The sale and use of most consumer types of fireworks, including firecrackers, skyrockets and cherry bombs is still illegal in Georgia and punishable by a maximum fine of up to $1,000 and up to one year in jail.

Secondly, Dietrich suggests handling fireworks with the utmost care, particularly sparklers.

“One common injury that we’ve come across in the past involves children and the misuse of sparklers,” Dietrich said.

He said it is important to never allow children to play with or ignite fireworks, especially alone.

He reminds everyone that only adults should light fireworks and to always have adult supervision around children with sparklers.

“Although festive, sparklers are still fire and should be handled carefully. They should never be placed near your body. They may seem harmless but they can reach very hot temperatures,” Dietrich said.

Hudgens said sparklers burn at temperatures as high as 1800 degrees.

When extinguishing a sparkler, Dietrich said to never throw it on the ground.

“The grass or shrubbery can easily catch fire from a sparkler.
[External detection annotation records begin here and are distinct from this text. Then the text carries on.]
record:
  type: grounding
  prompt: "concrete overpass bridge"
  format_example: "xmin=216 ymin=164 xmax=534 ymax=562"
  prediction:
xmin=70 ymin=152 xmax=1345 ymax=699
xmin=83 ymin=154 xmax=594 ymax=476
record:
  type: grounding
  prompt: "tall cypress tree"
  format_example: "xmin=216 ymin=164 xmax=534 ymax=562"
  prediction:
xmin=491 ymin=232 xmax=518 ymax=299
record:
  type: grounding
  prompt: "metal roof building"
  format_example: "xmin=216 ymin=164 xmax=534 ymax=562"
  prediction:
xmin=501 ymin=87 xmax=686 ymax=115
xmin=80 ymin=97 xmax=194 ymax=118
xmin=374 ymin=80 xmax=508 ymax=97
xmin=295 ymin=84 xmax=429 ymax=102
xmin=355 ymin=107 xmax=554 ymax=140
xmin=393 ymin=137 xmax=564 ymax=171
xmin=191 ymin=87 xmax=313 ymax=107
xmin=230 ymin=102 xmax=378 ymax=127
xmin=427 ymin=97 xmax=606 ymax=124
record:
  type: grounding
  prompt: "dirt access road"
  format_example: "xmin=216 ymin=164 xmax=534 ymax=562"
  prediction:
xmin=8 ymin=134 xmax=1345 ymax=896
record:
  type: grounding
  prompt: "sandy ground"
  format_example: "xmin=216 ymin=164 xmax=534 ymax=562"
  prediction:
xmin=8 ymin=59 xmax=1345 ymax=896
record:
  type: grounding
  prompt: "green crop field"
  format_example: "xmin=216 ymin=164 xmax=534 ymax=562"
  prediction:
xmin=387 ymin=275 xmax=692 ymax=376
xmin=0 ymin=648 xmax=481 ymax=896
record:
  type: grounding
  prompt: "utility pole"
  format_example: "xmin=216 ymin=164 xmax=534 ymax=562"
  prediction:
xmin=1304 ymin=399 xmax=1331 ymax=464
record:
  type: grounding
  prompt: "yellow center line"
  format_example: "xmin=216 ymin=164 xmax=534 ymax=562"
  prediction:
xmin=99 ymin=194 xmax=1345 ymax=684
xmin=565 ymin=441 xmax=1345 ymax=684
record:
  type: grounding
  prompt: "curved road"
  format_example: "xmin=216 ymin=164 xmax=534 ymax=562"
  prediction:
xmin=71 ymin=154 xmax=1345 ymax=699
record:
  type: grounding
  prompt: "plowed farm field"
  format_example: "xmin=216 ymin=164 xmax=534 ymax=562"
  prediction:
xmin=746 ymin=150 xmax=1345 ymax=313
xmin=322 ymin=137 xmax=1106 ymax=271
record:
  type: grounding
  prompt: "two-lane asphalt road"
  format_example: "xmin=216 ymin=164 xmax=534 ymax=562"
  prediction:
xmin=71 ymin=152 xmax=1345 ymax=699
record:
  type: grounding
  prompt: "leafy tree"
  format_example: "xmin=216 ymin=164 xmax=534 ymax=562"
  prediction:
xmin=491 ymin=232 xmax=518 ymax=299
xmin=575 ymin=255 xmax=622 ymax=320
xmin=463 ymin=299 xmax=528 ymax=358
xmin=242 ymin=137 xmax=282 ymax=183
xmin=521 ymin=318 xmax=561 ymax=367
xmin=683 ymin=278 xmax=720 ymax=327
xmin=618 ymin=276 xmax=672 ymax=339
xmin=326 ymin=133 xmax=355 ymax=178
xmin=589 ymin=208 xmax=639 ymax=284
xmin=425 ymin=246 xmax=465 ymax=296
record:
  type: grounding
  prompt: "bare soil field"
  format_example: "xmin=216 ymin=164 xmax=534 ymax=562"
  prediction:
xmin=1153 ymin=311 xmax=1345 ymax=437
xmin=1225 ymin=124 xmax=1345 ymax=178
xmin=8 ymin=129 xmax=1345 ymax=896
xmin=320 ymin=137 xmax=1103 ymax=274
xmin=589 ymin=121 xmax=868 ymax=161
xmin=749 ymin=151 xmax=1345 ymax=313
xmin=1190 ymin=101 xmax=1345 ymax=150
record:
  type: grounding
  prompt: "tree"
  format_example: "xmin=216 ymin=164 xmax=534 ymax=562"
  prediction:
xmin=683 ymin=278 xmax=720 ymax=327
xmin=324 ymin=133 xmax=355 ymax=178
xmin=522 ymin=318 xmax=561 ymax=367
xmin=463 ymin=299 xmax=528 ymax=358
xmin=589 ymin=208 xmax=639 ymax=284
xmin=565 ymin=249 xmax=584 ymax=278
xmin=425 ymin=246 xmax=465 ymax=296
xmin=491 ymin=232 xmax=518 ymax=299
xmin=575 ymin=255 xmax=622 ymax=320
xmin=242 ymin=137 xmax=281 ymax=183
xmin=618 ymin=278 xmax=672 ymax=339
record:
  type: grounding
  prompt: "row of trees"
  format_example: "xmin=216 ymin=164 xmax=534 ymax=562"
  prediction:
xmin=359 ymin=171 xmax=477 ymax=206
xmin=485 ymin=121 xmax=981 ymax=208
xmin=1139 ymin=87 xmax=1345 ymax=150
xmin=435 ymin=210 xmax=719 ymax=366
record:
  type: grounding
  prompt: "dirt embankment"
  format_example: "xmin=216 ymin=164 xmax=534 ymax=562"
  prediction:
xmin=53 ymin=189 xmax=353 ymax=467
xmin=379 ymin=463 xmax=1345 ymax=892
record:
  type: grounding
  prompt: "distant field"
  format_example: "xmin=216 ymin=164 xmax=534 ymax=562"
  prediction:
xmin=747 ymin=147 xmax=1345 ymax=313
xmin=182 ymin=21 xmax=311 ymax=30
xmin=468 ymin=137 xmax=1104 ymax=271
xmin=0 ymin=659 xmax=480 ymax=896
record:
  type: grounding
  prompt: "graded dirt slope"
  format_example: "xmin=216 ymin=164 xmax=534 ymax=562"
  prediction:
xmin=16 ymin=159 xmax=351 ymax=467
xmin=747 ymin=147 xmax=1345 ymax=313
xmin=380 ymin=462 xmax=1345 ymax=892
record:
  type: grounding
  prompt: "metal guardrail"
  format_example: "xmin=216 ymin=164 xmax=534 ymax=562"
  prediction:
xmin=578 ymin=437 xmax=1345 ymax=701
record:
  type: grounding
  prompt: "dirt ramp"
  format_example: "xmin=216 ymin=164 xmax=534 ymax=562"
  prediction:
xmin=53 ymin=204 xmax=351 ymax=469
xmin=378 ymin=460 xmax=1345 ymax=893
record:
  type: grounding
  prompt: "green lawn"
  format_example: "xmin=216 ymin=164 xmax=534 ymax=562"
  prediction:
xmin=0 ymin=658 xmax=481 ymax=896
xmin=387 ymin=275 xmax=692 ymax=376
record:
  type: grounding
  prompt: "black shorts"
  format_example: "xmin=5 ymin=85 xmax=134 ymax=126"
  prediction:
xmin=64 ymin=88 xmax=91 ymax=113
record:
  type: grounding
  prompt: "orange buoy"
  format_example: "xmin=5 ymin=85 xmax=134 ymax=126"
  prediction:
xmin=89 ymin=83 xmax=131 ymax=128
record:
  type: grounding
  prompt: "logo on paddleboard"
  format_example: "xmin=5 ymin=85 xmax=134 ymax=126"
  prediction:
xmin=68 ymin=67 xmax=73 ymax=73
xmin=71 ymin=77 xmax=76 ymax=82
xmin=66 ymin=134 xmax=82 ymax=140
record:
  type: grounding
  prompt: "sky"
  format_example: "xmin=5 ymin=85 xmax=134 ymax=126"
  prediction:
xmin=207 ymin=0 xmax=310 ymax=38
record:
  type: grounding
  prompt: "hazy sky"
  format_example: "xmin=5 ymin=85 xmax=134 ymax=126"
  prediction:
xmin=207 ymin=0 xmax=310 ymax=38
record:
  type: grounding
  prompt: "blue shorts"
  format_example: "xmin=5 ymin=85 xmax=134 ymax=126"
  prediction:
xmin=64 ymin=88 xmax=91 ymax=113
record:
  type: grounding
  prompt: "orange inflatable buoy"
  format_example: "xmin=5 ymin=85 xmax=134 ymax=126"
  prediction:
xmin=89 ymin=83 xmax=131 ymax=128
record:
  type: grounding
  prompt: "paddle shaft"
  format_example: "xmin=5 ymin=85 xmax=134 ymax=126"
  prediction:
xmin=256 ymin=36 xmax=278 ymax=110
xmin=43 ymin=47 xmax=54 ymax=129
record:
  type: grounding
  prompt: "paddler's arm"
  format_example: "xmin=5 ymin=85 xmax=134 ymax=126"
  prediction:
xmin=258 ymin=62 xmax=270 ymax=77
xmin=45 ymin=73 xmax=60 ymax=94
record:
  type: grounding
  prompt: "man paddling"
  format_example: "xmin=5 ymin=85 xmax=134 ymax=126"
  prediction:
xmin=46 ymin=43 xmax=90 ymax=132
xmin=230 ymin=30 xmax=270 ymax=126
It’s best to have a bucket with water in it close by in order to put them out.”

He also recommends reading all directions that come with sparklers and fountains.

“Read caution labels and directions in their entirety before lightning them and never try to re-light a firework.”

Hudgens said that in a typical year, two-thirds to three-fourths of all fireworks injuries occur during the four-week period surrounding Independence Day.

On the holiday itself, fireworks usually start more fires nationwide than all other causes combined, he added.